病院にて

 放課後。玲於奈との約束どおり病院に来たわけだが、見舞う相手のいない俺にとっては暇でしかない。


 玲於奈は「せっかくだから」と御厨に会うことを勧めてきたが、気の置けない男女二人の仲に割って入るのもどうかと思ったので遠慮しておいた。特に話すこともないし。いい奴だというのは間違いないんだが、特徴に欠けるというか存在感が希薄というか。どうして玲於奈と馬が合うのか、不思議でならない。
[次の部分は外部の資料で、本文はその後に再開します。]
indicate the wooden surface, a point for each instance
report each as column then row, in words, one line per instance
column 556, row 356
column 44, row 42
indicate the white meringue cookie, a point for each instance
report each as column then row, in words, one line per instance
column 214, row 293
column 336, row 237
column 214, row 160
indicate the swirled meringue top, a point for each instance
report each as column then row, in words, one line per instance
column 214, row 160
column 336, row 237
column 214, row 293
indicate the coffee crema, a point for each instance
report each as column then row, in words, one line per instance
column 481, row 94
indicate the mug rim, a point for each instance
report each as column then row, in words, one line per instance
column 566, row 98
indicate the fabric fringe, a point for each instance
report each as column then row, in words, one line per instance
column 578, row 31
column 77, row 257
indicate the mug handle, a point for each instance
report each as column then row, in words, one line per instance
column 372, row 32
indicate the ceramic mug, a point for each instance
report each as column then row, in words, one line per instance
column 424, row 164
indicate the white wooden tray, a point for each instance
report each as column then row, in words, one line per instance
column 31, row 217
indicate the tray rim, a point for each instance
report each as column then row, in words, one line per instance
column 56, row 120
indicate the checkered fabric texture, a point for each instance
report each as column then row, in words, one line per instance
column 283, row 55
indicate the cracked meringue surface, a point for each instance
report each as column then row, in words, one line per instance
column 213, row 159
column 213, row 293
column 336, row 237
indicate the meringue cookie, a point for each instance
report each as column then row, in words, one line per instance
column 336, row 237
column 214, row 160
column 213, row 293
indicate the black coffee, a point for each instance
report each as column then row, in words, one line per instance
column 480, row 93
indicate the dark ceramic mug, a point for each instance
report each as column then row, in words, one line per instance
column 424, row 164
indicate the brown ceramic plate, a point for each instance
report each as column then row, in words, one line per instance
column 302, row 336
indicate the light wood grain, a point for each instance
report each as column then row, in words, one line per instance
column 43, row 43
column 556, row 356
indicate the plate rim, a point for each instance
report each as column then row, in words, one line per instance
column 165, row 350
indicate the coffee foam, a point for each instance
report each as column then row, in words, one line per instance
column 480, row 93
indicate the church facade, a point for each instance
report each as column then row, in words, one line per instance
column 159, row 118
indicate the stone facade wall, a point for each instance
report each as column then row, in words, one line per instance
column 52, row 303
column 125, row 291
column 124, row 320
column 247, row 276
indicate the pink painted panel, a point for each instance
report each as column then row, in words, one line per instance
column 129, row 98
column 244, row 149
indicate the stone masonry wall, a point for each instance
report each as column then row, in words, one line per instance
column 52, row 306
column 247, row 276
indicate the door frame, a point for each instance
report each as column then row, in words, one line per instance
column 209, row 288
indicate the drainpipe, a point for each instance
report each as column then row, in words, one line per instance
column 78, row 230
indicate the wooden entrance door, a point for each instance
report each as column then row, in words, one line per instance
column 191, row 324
 廊下の壁に背を預けて待っている今も、病室の中からは楽しそうな話し声が聞こえてくる。別に待つこと自体はやぶさかではないのだが、こうして何もせず待っているだけだと退屈で仕方ない。

 暇つぶしに売店にでも行こうとした、その時だった。


「あ……」


 病室の扉が開かれ、一人の少女が出てきた。小学生中学年くらいだろうか。少女は俺を見てぽかんと口を開けている。なんだろうか。


「あの、おにいちゃんのお見舞いの方ですか?」


 どうやら御厨の妹らしい。病室の中からは談笑が続いている。


「いや、俺はただの付き添いだよ」


「あ、玲於奈さんの」


「そうそう」


「噂のみぃやさんですね」


「そうだけど……」


 噂って何だ。


「みぃやさんのことは、先ほどおにいちゃんと玲於奈さんの会話で。お話に違わず、とてもお綺麗ですね」


「あー」


 そう言ってもらえるのはうれしいが、複雑な感じだ。なにせ中身は男だからな。


「そうだ」


 少女は眠たげな瞳を俺に向けてぽんと手を打ち、


「もしお時間があるなら、少しお話しませんか?」


 暇を持て余していたこれからすれば、願ってもない話だ。

 提案を快く承諾し、会話のできるフリースペースに向かう。いくつかの机があり、自販機も備えていてのんびりできそうな場所だった。俺たちは隅っこの机につく。

 少女は花と名乗った。


「私、今日初めて玲於奈さんにお会いしたんです。ずっとあの人にお会いしたいと思っていたのでラッキーでした」


 そりゃまた物好きな娘もいたもんだ。

 俺はジュースのストローをくわえながら花の話に耳を傾ける。


「昔からおにいちゃんに聞かされていたんです。玲於奈さんのこと。とても優しくて頼りがいがあって。最高の親友だって、おにいちゃんは言っていました」


 なんか、えらく美化されているような気がする。そんな大層な奴ではない。何かと酷い言動をするし、大雑把だし。言うなれば悪友だな。まあ、男の時の話だが。

 とはいえ、悪友の玲於奈と、今の大人っぽい美女の玲於奈が同一人物であるとは、未だに信じられない。どこがどう変化すれば、あの姿になるのか。まあ、それは俺自身にも言えることだろうけど。


「さっき初めてお話したんですけど、なるほどって思いました」


 楽しそうに話す花の姿に、俺も無意識に顔をほころばせていた。この娘の淡い夢を壊してやるのも気が引ける。


「ちょっと子供っぽいところもあるけどな」


「ふふ、わかります」


 それからも話は盛り上がった。学校の話、友人の話、どこのスーパーが安いとか、最近の流行についてなど。初対面の女の子とこうも話が続くとは、正直なところ意外だった。